The sun made a prolonged guest appearance on Sunday at Stradbally, Co. Laois for the annual open air music festival tempting me to make my first foray to the Electric Picnic. Was it fantastic?- an envious pal enquired ? Well-- like the proverbial curate's egg,  Yes and No and good in parts

Wood creatures
Yes: the grounds are beautiful and the site is impressive in scale, incorporating several distinctly themed areas. A crescent of big top tents is the first sight you see on entering, not quite so vital or tempting when the sun is shining but cheerful none the less.  Very pleasing on the eye also are the giant garden features  dotted everywhere amongst the plethora of performing spaces giving  the site a theme park atmosphere . You can have a massage, hang out in the Gameletron or watch dancing waiters in the Hurly Burly Cafe in the Body and Soul area  and I liked  the 50's themed Trailer Park presided over by giant wicker foxes.

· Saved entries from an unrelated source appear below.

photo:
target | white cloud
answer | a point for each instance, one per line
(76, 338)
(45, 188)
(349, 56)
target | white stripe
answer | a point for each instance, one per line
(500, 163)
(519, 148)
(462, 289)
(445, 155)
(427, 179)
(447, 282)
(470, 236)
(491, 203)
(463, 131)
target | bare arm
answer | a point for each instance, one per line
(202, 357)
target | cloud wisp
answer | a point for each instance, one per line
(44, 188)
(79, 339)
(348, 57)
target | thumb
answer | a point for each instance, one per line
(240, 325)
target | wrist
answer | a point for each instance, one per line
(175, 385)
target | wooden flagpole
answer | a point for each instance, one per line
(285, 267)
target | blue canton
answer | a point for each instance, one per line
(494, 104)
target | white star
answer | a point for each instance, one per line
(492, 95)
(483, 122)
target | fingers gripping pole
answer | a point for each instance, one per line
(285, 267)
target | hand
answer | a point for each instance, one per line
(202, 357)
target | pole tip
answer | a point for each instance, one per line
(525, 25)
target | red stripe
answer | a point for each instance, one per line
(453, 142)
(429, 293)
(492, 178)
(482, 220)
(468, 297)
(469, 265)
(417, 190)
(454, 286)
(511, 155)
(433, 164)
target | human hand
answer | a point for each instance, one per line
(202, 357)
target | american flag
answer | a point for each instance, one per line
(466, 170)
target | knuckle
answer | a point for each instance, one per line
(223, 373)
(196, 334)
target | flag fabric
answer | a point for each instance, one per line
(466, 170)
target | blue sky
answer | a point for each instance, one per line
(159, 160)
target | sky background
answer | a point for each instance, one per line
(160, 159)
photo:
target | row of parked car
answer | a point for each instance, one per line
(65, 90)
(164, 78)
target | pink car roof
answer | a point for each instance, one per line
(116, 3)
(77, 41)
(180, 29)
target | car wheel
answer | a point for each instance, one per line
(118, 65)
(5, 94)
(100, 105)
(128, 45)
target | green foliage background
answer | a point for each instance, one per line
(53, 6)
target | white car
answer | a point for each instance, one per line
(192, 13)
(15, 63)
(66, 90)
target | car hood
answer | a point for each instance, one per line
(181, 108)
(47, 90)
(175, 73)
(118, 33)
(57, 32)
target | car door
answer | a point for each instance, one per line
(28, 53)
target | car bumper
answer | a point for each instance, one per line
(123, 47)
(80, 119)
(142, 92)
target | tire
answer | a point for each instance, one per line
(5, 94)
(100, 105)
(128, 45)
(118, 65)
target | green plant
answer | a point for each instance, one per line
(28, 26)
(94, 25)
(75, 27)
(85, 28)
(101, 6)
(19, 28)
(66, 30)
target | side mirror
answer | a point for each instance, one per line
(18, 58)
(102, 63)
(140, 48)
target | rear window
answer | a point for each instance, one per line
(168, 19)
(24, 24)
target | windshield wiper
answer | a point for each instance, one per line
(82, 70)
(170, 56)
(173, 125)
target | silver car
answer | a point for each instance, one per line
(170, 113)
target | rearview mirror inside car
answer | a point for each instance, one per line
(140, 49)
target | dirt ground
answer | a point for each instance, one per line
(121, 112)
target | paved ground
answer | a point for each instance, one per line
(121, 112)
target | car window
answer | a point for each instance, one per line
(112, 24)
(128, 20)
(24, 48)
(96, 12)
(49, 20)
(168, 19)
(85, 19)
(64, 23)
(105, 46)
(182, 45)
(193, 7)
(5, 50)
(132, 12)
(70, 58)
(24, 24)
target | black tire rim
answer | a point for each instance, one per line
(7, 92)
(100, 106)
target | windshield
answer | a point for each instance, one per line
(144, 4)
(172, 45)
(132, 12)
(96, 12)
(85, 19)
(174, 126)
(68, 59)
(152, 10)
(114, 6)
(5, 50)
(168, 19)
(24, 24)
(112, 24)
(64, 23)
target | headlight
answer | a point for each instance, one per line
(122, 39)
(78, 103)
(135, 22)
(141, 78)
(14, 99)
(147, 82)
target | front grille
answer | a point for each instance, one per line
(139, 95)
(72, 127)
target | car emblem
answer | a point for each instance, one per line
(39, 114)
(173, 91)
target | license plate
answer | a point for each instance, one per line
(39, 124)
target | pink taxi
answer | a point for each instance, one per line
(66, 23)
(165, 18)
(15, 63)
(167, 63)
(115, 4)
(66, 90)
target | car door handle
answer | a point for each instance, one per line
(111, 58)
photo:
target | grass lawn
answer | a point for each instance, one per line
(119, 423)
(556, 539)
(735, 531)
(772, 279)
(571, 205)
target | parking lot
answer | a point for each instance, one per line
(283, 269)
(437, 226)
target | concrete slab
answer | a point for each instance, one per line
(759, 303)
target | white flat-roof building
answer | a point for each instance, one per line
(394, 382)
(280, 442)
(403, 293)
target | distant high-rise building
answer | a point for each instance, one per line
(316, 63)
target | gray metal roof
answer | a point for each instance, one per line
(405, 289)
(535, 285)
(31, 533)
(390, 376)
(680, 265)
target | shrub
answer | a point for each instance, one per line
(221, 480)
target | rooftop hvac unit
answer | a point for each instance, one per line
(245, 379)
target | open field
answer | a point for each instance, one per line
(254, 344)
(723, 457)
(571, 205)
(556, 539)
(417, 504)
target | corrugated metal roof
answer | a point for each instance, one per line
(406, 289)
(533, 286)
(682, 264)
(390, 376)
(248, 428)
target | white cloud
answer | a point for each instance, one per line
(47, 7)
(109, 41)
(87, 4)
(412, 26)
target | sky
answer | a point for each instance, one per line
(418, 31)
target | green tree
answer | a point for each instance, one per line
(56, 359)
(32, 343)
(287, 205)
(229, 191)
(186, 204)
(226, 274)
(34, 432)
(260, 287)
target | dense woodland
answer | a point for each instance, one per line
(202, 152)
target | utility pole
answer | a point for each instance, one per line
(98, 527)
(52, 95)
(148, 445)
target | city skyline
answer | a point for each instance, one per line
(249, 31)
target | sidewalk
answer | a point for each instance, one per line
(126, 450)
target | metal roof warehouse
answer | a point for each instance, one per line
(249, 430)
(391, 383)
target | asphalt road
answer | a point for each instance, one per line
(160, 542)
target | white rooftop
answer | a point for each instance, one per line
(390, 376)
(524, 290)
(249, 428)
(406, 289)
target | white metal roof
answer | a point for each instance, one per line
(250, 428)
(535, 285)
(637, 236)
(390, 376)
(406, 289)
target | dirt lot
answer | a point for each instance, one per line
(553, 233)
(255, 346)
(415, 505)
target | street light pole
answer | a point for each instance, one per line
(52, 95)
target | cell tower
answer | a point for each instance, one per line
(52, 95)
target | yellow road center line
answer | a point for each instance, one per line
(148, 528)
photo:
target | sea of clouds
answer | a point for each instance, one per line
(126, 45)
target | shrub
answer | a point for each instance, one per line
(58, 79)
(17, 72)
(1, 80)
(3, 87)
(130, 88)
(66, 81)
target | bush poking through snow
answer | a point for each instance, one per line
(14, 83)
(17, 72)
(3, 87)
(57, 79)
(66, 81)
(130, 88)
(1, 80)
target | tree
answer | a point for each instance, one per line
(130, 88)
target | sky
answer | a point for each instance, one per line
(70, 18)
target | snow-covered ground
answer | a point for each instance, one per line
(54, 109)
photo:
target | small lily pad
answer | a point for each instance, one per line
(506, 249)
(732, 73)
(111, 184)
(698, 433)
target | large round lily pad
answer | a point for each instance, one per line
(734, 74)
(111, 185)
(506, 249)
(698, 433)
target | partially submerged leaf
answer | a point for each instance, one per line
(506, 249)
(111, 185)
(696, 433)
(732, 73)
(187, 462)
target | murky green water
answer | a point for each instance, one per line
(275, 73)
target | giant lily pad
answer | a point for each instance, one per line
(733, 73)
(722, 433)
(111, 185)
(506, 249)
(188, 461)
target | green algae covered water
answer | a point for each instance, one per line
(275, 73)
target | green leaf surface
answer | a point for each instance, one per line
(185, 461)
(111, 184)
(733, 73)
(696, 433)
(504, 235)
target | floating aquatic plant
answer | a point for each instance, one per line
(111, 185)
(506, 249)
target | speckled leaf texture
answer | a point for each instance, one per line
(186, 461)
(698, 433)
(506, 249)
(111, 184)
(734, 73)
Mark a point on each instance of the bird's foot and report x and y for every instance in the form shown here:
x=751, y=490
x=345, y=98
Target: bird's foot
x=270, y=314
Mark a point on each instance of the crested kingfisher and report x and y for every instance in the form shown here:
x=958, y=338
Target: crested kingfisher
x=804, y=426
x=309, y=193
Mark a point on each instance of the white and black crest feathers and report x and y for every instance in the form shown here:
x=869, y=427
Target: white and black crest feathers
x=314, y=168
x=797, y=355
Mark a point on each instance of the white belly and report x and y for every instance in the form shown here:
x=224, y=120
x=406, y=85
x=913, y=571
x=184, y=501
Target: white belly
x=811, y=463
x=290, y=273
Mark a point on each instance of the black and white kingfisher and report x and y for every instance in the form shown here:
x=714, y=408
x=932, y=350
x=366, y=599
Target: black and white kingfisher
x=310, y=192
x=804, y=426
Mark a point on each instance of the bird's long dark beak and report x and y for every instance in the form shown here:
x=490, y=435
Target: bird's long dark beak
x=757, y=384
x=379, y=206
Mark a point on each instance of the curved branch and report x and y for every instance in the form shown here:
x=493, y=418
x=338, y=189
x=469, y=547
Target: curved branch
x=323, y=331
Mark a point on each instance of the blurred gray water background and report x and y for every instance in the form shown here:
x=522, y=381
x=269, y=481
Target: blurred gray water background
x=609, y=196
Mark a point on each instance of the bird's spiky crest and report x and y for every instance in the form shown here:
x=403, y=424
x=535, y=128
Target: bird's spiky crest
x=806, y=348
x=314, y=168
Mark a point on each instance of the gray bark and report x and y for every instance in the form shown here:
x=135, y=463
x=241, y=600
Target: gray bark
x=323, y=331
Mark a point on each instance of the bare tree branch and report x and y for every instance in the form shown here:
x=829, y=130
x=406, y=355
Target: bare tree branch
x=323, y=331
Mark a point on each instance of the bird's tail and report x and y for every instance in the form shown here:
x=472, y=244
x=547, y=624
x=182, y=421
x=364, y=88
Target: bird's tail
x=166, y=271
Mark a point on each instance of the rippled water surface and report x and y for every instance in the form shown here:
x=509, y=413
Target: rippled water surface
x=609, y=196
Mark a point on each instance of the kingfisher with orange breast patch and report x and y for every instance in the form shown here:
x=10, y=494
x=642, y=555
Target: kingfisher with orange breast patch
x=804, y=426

 I spent the early part of the day in the Mindfield, a  cosy collection of small tents devoted to the spoken word. A frivolous Sunday morning panel of RTE chat show folk in rather  un-pc weekend banter mode was actually more fun than I would like to admit and at least, Colm O Regan, creator of @Irishmammies, twitter phenomenon and Des Bishop's distinctive hybrid tones diluted the Dublin 4 ones a tad. Dublin Gospel Choir in the Hot Press Tent were charming but star of the Mindfield was Druid Chef Rory, Morahan who  extolled the virtues of Celtic Cuisine as Gaeilge with great gusto while cooking tasty bacon and black pudding treats. Maith an fear thú Rory.
LAPD photo Irish Times 

Giant Tulips 

Druid Chef Rory 

Van Dyke Parks 
And the bad? Well while there was no mud and the ground was delightfully firm under foot,  gloop of a different kind manifested itself from early in the afternoon as  the aural equivalent of mud, a relentless loud drum beat like opressive thunder,  pervaded the atmosphere  quenching  less robust sounds.  The wonderful veteran songwriter's Van Dyke Park's lovely delicate piano playing was masked and his vocal introductions barely audible .  Even the folk quartet LAPD with heavyweights, Irvine, Lunny  Liam Og and Paddy Glackin were no match for the aural sludge. As I was driving  away, Barry Egan was musing on Today FM how Paul Buchanan's soft gentle piano backed vocals fared given that he was on at the same time as the Killers. Well Barry- it wasn't the Killers that murdered  Paul's set in the Dingly Dell but the ogre of a heavy pulsating beat  emanating from pair of dance tents  incongruously located in the heart of the Body and Soul area.  Not very Zen at all ! There was no escaping the boom-boom  as the audience fled to to the front of the Dingly Dell Stage

Staff Benda Bilili    photo Phillip Ryall 
No delicate vocal lines to worry about on the main stage as the  Killers had the crowd on their feet and singing in unison as a proliferation  of laser beams lit up the night sky , a feat Elbow in the  twilight  hadn't seemed to manage.   Finally at last, midnight and  time to go but there was one surprise left. On the way out, we were drawn to the lively rhumba rhythms coming from the Cosby Tent.  Closer inspection showed that most of the Congolese group, Staff Benda Bilili were in wheelchairs or on crutches.  Overheard as we left, 'best gig of the whole weekend ' a punter remarked. Hear Hear!